Skip to content

Probing Neural TSP Representations for Prescriptive Decision Support

Conference: ICML 2026
arXiv: 2602.07216
Code: https://github.com/ReubenNarad/tsp_prescriptive_probe
Area: Neural Combinatorial Optimization / Representation Probing / Decision Support
Keywords: TSP, neural CO, probing, sensitivity analysis, transfer learning

TL;DR

The authors treat a trained TSP neural solver as a "transferable encoder," using frozen representations and lightweight probes to predict two types of expensive operations research sensitivity queries (node removal and edge forbidding). They systematically demonstrate that probe accuracy improves monotonically with solver quality and that ensembling with traditional heuristics achieves SOTA.

Background & Motivation

Background: Neural combinatorial optimization (NCO) has enabled end-to-end solvers for TSP/VRP using attention-based policies and reinforcement learning (e.g., Pointer Network, Kool 2018, POMO), offering fast and flexible inference. However, compared to classical exact/heuristic solvers like Concorde/LKH, NCO methods remain less robust and are thus positioned as "alternative solvers."

Limitations of Prior Work: Nearly all NCO evaluations focus solely on tour cost or optimality gap, discarding model representations as "byproducts." This means that even if the solver encodes valuable logistics structures (e.g., bottleneck nodes, irreplaceable edges), these are not exploited.

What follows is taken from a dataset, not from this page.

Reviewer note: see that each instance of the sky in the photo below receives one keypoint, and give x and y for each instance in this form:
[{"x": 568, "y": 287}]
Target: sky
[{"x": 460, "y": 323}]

Key Challenge: Real-world logistics decisions involve more than constructing a good tour; they require "what-if" queries—e.g., which warehouse removal most impacts total length? Which road closure is most critical? These queries are prohibitively expensive to answer via repeated re-solving, yet NCO solvers may encode the answers in a single forward pass.

Goal: To formalize two "operations research canonical" downstream tasks (node-removal sensitivity and edge-forbid sensitivity) and systematically test: (1) Can frozen NCO encoders predict these sensitivities? (2) Does encoder utility improve with training? (3) Can simple probe-heuristic ensembles outperform strong baselines?

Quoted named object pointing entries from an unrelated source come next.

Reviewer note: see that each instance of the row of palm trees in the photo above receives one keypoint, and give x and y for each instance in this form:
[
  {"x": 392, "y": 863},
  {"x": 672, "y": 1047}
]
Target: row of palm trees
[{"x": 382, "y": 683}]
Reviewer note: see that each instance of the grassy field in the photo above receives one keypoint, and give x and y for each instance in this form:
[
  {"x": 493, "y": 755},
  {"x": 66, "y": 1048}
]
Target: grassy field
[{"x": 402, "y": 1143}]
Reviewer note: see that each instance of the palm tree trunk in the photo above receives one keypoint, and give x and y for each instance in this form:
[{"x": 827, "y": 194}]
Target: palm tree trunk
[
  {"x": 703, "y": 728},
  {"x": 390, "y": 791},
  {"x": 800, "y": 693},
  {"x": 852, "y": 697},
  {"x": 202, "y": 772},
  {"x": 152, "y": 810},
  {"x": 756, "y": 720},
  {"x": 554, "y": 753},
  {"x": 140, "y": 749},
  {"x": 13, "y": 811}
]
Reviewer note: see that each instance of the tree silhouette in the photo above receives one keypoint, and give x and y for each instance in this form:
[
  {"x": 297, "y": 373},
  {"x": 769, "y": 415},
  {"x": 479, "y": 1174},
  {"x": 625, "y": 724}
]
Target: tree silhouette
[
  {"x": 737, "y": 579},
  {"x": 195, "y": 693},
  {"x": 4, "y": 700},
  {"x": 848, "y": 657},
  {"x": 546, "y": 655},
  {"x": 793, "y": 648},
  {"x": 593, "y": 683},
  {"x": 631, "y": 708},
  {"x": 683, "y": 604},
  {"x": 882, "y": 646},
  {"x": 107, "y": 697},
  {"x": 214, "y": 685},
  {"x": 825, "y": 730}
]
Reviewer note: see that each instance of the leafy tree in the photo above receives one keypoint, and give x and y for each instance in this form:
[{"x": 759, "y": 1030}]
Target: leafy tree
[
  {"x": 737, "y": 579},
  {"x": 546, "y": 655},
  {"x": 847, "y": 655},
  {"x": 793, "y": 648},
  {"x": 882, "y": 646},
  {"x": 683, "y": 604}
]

Key Insight: Adapting the "probing" paradigm from NLP—fixing pretrained representations and training only a lightweight classifier/regressor to recover target properties. This approach isolates whether information is explicitly encoded, decoupling "representation quality" from "probe capacity."

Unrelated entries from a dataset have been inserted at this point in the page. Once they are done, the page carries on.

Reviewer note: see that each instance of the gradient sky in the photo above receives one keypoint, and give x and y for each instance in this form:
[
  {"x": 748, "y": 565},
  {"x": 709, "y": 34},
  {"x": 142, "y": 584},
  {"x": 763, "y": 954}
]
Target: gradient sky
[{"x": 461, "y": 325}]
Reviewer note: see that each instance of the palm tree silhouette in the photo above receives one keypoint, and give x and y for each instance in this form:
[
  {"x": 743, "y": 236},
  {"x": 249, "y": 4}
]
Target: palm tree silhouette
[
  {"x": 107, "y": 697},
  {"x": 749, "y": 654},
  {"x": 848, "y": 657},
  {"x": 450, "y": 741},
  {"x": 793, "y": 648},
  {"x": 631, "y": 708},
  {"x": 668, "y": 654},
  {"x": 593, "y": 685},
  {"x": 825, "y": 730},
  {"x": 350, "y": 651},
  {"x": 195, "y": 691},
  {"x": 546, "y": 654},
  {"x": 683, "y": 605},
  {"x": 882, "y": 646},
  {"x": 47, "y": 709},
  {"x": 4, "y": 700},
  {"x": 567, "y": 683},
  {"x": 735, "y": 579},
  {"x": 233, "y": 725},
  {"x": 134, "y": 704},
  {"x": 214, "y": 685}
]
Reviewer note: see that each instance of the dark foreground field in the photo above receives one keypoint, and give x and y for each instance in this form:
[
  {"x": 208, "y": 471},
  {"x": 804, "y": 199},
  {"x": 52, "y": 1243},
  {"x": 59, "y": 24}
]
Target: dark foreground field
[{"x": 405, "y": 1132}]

Core Idea: Treat the TSP solver as a foundation encoder; train DeepSets/Set Transformer probes on node embeddings to directly predict sensitivity scores for each candidate node/edge. Use ensembling to convexly combine probe scores with geometric heuristics, achieving both speed and strength.

Method

Overall Architecture

The pipeline consists of three steps: (i) Train the NCO solver—an attention model based on Kool 2018 with REINFORCE rollout baseline, sweeping three residual dimensions (64/128/256), saving checkpoints every 2000 steps; (ii) Offline label generation—use Concorde to find the optimum for each 100-node instance, then enumerate each candidate (node or tour edge), re-solve, and record the optimal length change \(\Delta_i\) or \(\Delta_e\); (iii) Probe training—freeze the encoder, extract the final layer node embedding \(h_i\), use \(h_i\) directly for node tasks, and symmetric features \([h_u, h_v, |h_u-h_v|]\) for edge tasks, inputting into linear / DeepSets / Set Transformer heads to predict top-k sensitivities.

Key Designs

  1. Two Prescriptive Tasks Aligned with Query Timing:

    • Function: Ground vague "what-if" decisions into quantifiable, labelable, and query-aligned supervised tasks.
    • Mechanism: Node-removal is pre-solve advisory—before route selection, ask "which customer removal saves most," so only instance geometry is allowed, not the tour. Edge-forbid is post-solve contingency—the route is fixed but a segment is blocked, so candidates are limited to the \(n\) tour edges. Labels are defined as \(\Delta_i^{(\%)}=100\cdot(L^\star(X)-L^\star(X\setminus\{i\}))/L^\star(X)\) and \(\Delta_e^{(\%)}=100\cdot(L^\star(X|\text{forbid }e)-L^\star(X))/L^\star(X)\), both obtained via repeated Concorde solving.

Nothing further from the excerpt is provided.